Your 'XF86Audio' media keys (i.e. play, pause, next track, previous track buttons) usually do not work straightaway with
decibel-audio-player, so you need to use the remote application, which is by default located at
/usr/share/decibel-audio-player/src/remote.py. To find the valid options, just run it with python:
Here is the full list of options available for the command-line application,
Command | Arguments | Description
next | | Jump to the next track
pause | | Pause or continue playing the current track
pl-add | file1 file2... | Append the given files to the playlist
pl-clr | | Clear the playlist
pl-set | file1 file2... | Set the playlist to the given files
play | | Start playing the current track
prev | | Jump to the previous track
shuffle | | Shuffle the playlist
stop | | Stop playback
volume | value (0 -- 100) | Set the volume
So, from the command-line, the python command that pause/plays a track when
decibel-audio-player is already running is:
python /usr/share/decibel-audio-player/src/remote.py pause
Other commands that can be assigned to media buttons (individually) are, for example:
python /usr/share/decibel-audio-player/src/remote.py stop
python /usr/share/decibel-audio-player/src/remote.py next
python /usr/share/decibel-audio-player/src/remote.py prev
Now all you need to do is to assign the appropriate python command to the XF86 keysym that represents, for example, your play/pause on your laptop. Do this by going to shortcut settings, adding a new keyboard shortcut, then placing in the box the appropriate line above and then pressing the appropriate media key.
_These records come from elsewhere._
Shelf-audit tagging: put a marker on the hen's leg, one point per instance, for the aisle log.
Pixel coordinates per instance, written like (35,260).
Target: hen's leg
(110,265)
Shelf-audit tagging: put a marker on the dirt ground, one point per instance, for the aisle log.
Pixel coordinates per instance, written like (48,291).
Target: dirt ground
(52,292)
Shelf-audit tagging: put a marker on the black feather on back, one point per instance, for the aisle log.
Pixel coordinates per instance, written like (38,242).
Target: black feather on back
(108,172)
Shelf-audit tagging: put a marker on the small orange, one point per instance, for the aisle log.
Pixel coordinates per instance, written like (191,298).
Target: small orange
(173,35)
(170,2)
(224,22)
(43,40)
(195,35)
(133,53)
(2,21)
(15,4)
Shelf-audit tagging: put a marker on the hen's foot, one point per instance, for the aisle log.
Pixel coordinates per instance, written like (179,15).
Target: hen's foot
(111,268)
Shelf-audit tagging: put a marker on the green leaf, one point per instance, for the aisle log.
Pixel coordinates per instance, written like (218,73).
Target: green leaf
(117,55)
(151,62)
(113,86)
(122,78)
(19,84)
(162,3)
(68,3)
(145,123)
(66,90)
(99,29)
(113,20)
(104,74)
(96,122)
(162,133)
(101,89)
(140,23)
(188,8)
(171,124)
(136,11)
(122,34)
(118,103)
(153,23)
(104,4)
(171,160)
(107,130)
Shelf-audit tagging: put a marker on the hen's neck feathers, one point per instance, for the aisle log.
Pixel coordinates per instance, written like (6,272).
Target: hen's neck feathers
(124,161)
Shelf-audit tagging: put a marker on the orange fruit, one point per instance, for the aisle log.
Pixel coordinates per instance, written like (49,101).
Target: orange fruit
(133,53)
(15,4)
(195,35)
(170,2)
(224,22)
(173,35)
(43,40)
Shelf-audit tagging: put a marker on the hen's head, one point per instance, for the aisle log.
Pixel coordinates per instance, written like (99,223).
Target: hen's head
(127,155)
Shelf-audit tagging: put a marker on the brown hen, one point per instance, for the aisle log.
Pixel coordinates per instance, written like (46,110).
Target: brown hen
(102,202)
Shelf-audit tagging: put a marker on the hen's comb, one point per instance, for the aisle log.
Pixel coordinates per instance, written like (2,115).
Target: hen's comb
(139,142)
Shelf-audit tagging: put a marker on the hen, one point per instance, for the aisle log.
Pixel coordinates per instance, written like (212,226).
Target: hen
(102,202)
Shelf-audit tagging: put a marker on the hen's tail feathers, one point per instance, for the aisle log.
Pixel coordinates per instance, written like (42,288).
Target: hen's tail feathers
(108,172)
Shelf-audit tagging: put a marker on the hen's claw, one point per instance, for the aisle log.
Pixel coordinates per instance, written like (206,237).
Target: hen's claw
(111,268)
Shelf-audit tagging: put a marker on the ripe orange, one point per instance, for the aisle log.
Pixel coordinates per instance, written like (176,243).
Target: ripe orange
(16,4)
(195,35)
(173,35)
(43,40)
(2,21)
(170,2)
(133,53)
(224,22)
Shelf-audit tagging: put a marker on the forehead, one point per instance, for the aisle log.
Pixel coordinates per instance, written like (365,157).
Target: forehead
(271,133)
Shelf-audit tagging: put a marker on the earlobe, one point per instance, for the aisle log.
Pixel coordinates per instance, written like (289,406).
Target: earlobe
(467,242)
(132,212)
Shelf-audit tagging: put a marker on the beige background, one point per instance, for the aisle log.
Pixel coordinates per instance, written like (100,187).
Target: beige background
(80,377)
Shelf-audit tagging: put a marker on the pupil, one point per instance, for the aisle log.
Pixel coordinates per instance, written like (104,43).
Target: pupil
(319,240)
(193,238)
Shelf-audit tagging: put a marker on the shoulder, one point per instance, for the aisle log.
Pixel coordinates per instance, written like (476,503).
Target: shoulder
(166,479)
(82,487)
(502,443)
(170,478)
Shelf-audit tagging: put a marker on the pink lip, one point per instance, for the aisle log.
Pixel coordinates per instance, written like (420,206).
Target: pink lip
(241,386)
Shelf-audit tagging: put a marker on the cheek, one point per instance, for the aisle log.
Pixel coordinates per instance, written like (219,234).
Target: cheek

Repeat this method for however many media keys you have by using a different command and different media key every time.
When you have finished, your keyboard shortcuts application will look something like this, although I am using Xfce, so the settings section will look different for other desktop environments:
I thought this information was worth sharing, as I haven't been able to find any similar tutorials elsewhere, so perhaps it will be useful for someone.